House Flipping Calculator
Estimate your house flip profit, ROI, profit margin, and annualized return. Enter all costs to see if the deal pencils out.
Quick Answer
Profit = Selling Price - Purchase Price - Rehab Costs - Holding Costs - Selling Costs. A typical house flip with a $200,000 purchase, $50,000 in rehab, 6 months of holding costs, and a $320,000 sale price yields approximately $35,000-$50,000 in profit, depending on holding and selling costs. Target a minimum 15-20% ROI.
Loan payments, taxes, insurance, utilities
Agent commissions + seller closing costs
Deal Breakdown
- Purchase Price
- -$200,000
- Rehab / Renovation
- -$50,000
- Holding Costs (6 mo x $2,500)
- -$15,000
- Selling Costs (6%)
- -$19,200
- Total Costs
- -$284,200
- Selling Price
- +$320,000
- Net Profit
- $35,800
70% Rule Check
Maximum purchase price per the 70% rule: $174,000 (70% of $320,000 ARV minus $50,000 rehab).

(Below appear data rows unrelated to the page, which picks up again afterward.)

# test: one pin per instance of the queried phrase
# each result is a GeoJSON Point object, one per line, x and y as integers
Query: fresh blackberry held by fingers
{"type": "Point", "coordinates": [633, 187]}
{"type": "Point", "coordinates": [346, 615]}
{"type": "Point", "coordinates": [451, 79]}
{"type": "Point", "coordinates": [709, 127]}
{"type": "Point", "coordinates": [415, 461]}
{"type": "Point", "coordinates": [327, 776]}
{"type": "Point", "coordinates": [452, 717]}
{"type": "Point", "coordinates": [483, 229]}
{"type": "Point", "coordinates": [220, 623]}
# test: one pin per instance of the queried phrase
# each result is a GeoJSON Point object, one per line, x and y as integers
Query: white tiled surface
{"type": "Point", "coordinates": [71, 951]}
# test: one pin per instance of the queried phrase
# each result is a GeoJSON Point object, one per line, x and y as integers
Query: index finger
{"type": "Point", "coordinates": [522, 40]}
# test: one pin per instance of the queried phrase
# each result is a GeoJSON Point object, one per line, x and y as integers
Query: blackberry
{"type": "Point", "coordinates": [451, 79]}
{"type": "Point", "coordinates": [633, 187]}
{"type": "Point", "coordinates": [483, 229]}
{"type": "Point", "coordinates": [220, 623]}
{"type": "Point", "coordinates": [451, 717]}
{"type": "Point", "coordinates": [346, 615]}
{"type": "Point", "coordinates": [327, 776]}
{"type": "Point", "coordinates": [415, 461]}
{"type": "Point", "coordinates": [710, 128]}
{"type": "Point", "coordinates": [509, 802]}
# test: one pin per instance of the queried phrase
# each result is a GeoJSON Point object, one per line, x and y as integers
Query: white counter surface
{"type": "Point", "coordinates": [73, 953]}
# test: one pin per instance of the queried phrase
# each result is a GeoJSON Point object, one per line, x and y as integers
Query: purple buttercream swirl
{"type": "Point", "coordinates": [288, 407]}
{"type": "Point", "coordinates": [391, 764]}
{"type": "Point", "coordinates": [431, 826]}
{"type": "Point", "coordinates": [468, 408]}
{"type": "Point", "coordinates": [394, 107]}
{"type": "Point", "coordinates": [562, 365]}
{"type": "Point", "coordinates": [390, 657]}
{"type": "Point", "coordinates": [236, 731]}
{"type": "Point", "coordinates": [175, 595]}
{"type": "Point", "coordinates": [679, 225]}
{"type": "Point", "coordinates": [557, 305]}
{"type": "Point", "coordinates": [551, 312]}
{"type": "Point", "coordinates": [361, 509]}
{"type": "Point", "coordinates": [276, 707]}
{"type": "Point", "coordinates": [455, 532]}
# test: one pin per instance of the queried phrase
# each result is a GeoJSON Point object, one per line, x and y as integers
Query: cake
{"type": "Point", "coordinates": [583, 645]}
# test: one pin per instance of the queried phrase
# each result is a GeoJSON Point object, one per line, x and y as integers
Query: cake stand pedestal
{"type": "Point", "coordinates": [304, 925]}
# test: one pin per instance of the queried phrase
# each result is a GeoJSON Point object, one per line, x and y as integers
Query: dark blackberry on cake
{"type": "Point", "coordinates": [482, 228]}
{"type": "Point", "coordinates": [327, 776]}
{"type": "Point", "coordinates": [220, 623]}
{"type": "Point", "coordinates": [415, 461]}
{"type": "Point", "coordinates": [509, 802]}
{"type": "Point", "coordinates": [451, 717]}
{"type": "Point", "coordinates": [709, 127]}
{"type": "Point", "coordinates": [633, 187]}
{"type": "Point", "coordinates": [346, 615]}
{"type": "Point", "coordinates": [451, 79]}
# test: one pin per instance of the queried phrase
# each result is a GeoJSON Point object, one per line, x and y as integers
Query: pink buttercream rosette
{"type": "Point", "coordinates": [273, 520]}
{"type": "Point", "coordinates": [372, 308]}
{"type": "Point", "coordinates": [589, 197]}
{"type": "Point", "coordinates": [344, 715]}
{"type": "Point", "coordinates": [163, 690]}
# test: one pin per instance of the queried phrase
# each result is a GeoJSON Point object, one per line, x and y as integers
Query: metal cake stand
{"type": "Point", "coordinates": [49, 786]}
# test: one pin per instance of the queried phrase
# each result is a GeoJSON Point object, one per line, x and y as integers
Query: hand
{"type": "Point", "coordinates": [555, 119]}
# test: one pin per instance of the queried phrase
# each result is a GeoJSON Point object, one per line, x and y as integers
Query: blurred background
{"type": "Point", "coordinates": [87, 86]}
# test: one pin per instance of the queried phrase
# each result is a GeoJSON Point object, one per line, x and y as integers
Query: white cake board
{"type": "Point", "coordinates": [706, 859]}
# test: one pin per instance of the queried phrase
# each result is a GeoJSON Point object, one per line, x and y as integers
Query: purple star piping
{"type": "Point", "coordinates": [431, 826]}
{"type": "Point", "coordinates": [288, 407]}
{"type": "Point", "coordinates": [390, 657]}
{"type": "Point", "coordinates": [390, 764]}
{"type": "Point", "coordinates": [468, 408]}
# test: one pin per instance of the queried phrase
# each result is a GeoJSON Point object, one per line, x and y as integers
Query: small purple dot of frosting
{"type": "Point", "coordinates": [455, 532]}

Your purchase price of $200,000 exceeds the 70% rule by $26,000. This deal carries higher risk.
About This Tool
The House Flipping Calculator helps real estate investors analyze the profitability of a potential flip deal before committing capital. By entering the purchase price, renovation costs, holding period, monthly holding costs, expected selling price, and selling cost percentage, you get an instant picture of the deal's net profit, ROI, profit margin, and annualized return.
House flipping involves buying a property below market value, renovating it to increase its worth, and selling it for a profit. While the concept is straightforward, the financial analysis behind a successful flip is complex. This calculator simplifies that analysis by giving you a clear, itemized cost breakdown and multiple profitability metrics so you can evaluate deals quickly and objectively.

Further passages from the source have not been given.